The test item was negative in the LuSens assay under the experimental conditions of this study.

Executive summary:

This in vitro study evaluates the potential of the test item to activate the Nrf2 transcription factor by using the LuSens cell line, according to the OECD guideline 442D (2018). This test is part of a tiered strategy for the evaluation of skin sensitization potential. Therefore, data generated should be used to support the discrimination between skin sensitizers and non-sensitizers in the context of an integrated approach to testing and assessment.

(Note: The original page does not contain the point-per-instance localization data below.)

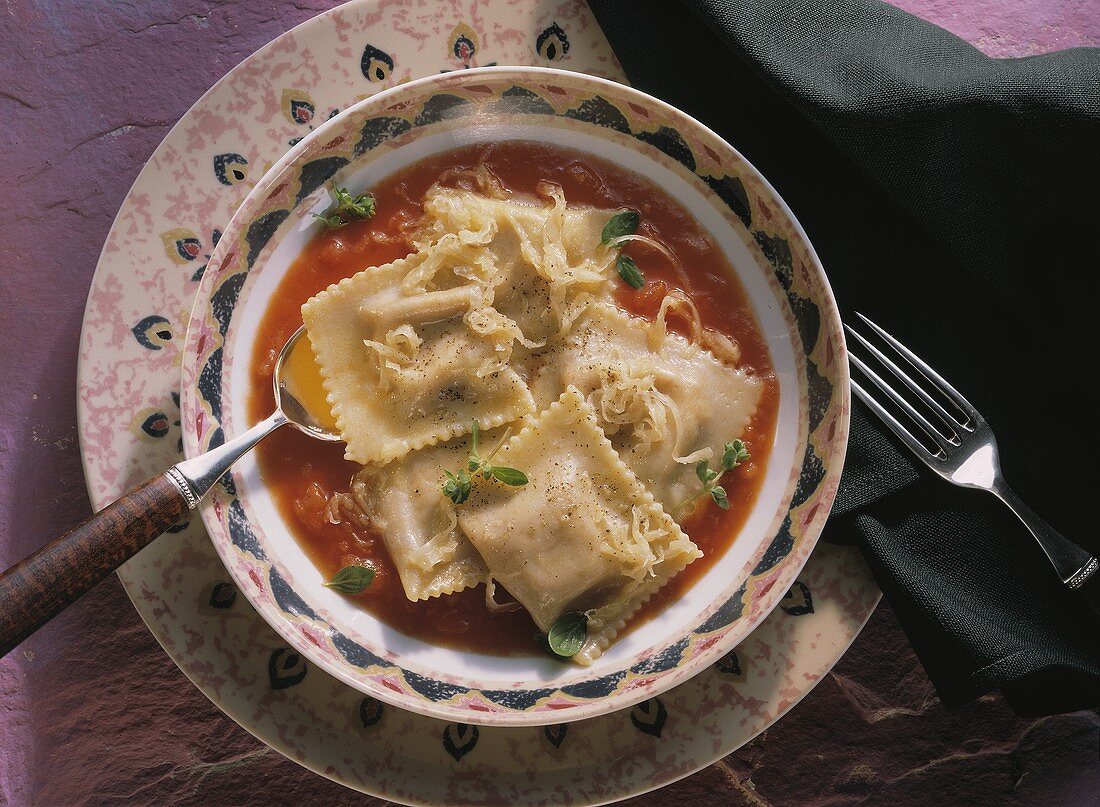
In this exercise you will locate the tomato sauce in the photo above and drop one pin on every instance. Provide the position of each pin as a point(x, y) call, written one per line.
point(304, 473)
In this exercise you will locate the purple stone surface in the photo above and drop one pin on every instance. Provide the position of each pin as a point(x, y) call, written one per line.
point(92, 711)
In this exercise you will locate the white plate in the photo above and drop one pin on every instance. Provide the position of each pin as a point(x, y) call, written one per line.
point(129, 376)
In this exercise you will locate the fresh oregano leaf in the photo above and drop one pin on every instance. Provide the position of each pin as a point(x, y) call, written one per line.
point(701, 467)
point(718, 494)
point(568, 634)
point(351, 579)
point(359, 207)
point(348, 208)
point(508, 476)
point(629, 272)
point(733, 454)
point(623, 223)
point(457, 486)
point(333, 221)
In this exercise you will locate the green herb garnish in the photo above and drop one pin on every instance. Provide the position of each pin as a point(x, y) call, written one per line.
point(628, 271)
point(348, 209)
point(733, 454)
point(623, 223)
point(619, 225)
point(457, 486)
point(351, 579)
point(568, 634)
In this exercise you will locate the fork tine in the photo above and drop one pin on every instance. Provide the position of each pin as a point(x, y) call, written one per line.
point(927, 428)
point(915, 445)
point(949, 420)
point(928, 373)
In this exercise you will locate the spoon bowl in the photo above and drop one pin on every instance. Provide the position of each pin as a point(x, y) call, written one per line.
point(42, 585)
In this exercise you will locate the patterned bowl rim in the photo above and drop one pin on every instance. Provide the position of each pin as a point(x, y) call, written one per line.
point(774, 565)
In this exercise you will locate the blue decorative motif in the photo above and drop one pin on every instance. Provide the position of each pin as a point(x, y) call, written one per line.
point(649, 717)
point(459, 739)
point(798, 601)
point(153, 332)
point(230, 168)
point(376, 65)
point(155, 424)
point(556, 733)
point(286, 669)
point(601, 112)
point(552, 44)
point(316, 173)
point(728, 664)
point(440, 107)
point(222, 596)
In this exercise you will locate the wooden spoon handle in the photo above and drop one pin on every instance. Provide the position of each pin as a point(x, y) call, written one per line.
point(40, 586)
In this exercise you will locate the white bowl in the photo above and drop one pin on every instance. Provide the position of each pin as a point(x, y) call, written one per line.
point(774, 263)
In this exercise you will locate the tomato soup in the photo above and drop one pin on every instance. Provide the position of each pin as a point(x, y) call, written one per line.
point(303, 474)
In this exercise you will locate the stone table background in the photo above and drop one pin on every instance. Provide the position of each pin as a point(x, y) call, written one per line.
point(87, 90)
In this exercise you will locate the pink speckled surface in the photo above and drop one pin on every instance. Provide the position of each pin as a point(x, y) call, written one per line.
point(92, 711)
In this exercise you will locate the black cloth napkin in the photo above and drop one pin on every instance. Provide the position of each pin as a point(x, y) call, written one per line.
point(954, 199)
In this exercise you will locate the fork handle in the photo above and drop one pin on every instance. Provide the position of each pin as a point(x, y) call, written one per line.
point(1077, 568)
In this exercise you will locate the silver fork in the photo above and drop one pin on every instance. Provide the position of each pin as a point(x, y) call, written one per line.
point(965, 449)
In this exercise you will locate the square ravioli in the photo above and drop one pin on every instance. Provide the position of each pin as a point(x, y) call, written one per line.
point(663, 407)
point(582, 535)
point(403, 368)
point(418, 523)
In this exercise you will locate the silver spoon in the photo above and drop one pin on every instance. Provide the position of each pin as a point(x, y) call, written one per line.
point(40, 586)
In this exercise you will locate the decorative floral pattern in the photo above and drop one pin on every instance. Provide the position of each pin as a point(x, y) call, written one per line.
point(585, 107)
point(224, 650)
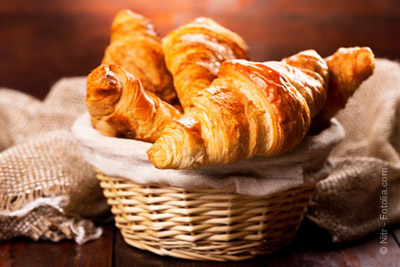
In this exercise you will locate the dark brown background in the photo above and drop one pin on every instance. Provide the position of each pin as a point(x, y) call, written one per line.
point(42, 41)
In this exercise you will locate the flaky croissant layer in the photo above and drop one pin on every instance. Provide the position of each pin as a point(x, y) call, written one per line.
point(194, 52)
point(136, 46)
point(255, 109)
point(119, 106)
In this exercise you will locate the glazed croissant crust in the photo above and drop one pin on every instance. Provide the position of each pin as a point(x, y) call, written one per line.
point(119, 106)
point(256, 109)
point(194, 52)
point(136, 46)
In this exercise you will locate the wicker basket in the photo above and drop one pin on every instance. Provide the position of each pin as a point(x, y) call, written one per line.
point(204, 224)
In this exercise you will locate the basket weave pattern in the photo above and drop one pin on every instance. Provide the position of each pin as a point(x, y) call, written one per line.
point(204, 224)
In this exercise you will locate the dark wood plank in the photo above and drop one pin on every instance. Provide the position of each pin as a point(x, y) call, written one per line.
point(6, 257)
point(396, 235)
point(311, 248)
point(25, 252)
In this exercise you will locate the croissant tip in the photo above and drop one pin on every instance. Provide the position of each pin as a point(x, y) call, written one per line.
point(158, 154)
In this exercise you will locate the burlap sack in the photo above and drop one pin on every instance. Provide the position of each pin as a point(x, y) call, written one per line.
point(46, 188)
point(352, 201)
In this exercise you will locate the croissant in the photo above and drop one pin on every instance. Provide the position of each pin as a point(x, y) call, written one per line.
point(348, 68)
point(119, 106)
point(194, 52)
point(253, 109)
point(136, 46)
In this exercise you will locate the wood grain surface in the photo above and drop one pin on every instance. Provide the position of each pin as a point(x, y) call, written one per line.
point(312, 247)
point(42, 41)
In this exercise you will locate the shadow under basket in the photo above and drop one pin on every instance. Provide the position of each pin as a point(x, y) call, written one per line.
point(204, 224)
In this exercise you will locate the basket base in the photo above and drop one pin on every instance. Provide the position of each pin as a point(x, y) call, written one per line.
point(204, 224)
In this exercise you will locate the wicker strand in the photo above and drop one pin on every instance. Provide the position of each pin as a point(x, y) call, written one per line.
point(204, 224)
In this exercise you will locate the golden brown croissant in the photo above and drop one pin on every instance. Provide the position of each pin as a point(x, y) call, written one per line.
point(251, 109)
point(194, 52)
point(119, 106)
point(348, 68)
point(136, 46)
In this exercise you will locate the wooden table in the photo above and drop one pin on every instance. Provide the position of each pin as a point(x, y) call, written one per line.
point(41, 42)
point(310, 248)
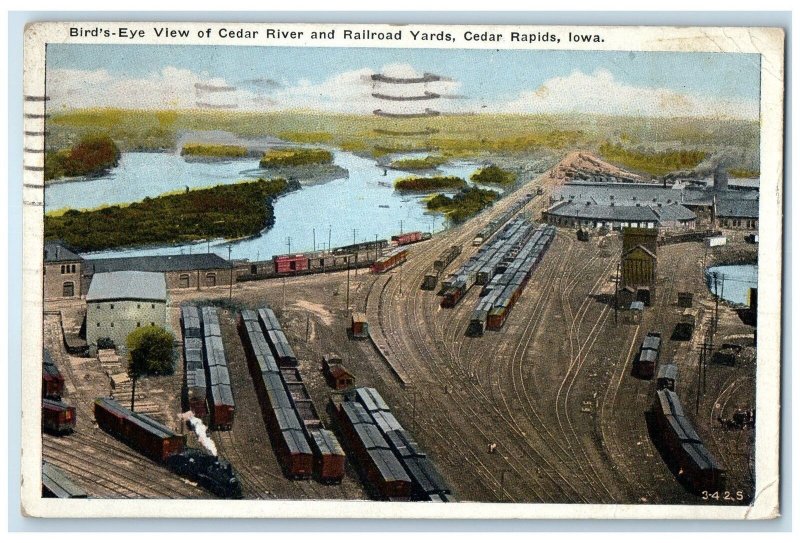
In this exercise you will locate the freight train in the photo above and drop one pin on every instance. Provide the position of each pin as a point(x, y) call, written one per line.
point(221, 403)
point(647, 358)
point(390, 461)
point(159, 443)
point(392, 259)
point(693, 463)
point(303, 447)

The assay included a cytotoxicity range finder test (CRFT) and one experiment, consisting of two independent repetitions (repetition I and II) with a treatment period of 48 h. The CRFT was performed to detect a potential cytotoxic effect of the test item. Based on these results, the concentrations for the repetitions were determined.

In the experiment (repetition I and II), the highest nominal applied concentration (62.5 µg/mL) was chosen based on the results obtained in the CRFT. A geometric series (factor 1.2) of eleven dilutions thereof was prepared. Precipitation of the test item was not visible in any of the repetitions.

DMSO (final concentration: 1 %) was used as solvent control and medium no. 3 as growth control. Lactic acid (5000 µM) was used as negative control and EGDMA (120 µM) as positive control.

No substantial and reproducible dose-dependent increase in luciferase induction equal or above 1.5 fold was observed in both repetitions up to the maximal tested non-cytotoxic concentration of the test item. All the validity criteria were fullfilled.

Therefore, the test item was negative in the LuSens assay and is considered not to have the potential to activate the Nrf2 transcription factor under the experimental conditions of this study.